Le dije que sí. Nos pusimos el tanga, recogimos las latas y todo lo demás y nos fuimos hacia la ducha que había en la cala de al lado, para no llevar la arena a casa. Tuvimos que hacer cola porque a esa hora se iba mucha gente y todo el mundo quería remojarse. Ocupamos los dos puestos de la ducha, que era doble, rotando e inclinándonos para rociarnos todo el cuerpo, concitando la atención de los que esperaban. Elsa estiró la cintura del tanga con las dos manos haciendo que el agua le cayera en el pubis. Y después, no satisfecha, se lo bajó hasta la mitad de los muslos para limpiarse bien, quedando su sexo completamente expuesto. Yo exclamé “¡Elsa!” y ella me miró alzando los hombros, como diciendo “no pasa nada”. Pero sí pasaba, por lo menos en la cola de la ducha, donde la gente la observaba con estupor. Y ella no se estaba apresurando, precisamente. Separaba sus nalgas con las manos para que el agua llegara hasta lo más recóndito y luego daba media vuelta y se abría los labios de la vulva con dos dedos para eliminar el protector solar y todo rastro de arena enganchada. No sé si era exhibicionismo o pachorra, porque se comportaba como si estuviera en la ducha de su casa. El primero de la cola era un niño de diez u once años, que estaba aprendiendo anatomía a marchas forzadas. Detrás, entre otros, había dos señores maduros que la examinaban detenidamente, no exactamente como a una nieta. Entonces Elsa se quitó el tanga del todo y se puso a enjuagarlo con el chorro del agua. Yo estaba indignada por su descaro pero también admirada. La veía allí de pie, desnuda, reluciente por el agua que se deslizaba por su cuerpo reflejando el sol abrasador que caía a mediodía, con la melena empapada, las piernas un poco separadas, los pezones erectos por el agua fría… Por fin acabó y dejó la ducha libre.

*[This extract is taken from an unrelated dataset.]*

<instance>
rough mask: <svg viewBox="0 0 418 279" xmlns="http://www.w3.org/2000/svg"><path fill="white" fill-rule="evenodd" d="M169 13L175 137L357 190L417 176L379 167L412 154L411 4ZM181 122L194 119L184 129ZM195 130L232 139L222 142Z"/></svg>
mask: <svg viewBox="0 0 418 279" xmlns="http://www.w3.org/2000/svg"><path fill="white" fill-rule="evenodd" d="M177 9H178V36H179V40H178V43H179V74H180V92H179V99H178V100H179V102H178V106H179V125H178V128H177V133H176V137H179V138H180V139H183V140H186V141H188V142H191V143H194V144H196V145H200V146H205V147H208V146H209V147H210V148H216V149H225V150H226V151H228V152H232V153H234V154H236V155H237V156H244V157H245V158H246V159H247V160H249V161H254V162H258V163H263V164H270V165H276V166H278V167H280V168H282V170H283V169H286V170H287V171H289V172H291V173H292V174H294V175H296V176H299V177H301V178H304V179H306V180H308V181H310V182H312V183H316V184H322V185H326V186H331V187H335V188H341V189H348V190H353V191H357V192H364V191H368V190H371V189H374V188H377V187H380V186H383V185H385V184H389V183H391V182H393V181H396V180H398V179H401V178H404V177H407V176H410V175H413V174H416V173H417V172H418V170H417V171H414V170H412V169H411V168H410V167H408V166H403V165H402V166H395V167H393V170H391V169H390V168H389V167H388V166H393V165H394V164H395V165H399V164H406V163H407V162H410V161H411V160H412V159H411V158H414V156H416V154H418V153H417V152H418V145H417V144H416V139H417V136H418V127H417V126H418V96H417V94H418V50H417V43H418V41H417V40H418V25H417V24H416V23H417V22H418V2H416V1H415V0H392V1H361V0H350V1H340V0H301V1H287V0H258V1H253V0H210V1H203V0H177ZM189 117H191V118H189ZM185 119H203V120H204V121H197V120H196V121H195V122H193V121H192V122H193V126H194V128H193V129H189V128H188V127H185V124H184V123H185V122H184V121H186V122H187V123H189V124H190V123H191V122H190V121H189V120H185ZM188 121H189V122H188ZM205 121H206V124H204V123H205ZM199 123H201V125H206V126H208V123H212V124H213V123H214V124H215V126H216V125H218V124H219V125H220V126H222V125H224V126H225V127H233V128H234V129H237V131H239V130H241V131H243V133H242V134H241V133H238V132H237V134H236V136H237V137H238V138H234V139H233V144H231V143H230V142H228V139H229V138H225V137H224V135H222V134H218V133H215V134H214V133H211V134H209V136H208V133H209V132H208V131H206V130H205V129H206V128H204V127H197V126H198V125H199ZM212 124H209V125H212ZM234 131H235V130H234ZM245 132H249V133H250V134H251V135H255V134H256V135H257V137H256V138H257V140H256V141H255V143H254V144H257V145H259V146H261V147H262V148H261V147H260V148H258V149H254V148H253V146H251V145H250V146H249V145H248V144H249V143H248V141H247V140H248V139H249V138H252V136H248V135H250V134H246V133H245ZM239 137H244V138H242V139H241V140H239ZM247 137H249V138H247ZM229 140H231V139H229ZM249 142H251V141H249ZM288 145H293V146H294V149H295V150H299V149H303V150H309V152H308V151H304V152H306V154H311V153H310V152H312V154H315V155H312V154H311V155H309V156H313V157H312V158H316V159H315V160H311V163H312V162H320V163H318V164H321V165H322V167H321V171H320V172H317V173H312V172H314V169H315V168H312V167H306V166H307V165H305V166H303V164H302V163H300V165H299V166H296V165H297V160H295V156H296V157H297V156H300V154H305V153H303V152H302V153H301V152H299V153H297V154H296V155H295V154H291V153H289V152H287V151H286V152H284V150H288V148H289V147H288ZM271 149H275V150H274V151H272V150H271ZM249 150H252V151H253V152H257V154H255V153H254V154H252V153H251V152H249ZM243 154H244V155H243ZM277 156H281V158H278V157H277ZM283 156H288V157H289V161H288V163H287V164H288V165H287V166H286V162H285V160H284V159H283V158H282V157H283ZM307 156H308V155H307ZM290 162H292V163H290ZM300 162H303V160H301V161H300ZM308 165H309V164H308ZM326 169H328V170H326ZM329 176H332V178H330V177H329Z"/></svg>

Mientras yo la esperaba, vestida ya con el tanga y la camiseta de tirantes, ella se secó con la toalla con cachaza, bajo el escrutinio de la cola. Al acabar se puso las sandalias y la toalla anudada bajo las axilas, como si fuera un vestido minifaldero.
-¿Vamos? –preguntó ufana.
-¿No te vas a vestir? –repliqué, sin esperanza.
-Si estamos aquí al lado…
Y tenía razón. El apartamento estaba a unos diez minutos. El camino atravesaba un pinar umbrío donde siempre te cruzabas con gente en bañador, camino de la playa. Elsa me cogió de la mano, balanceándola contenta, mientras yo le daba al coco, desconcertada e inquieta.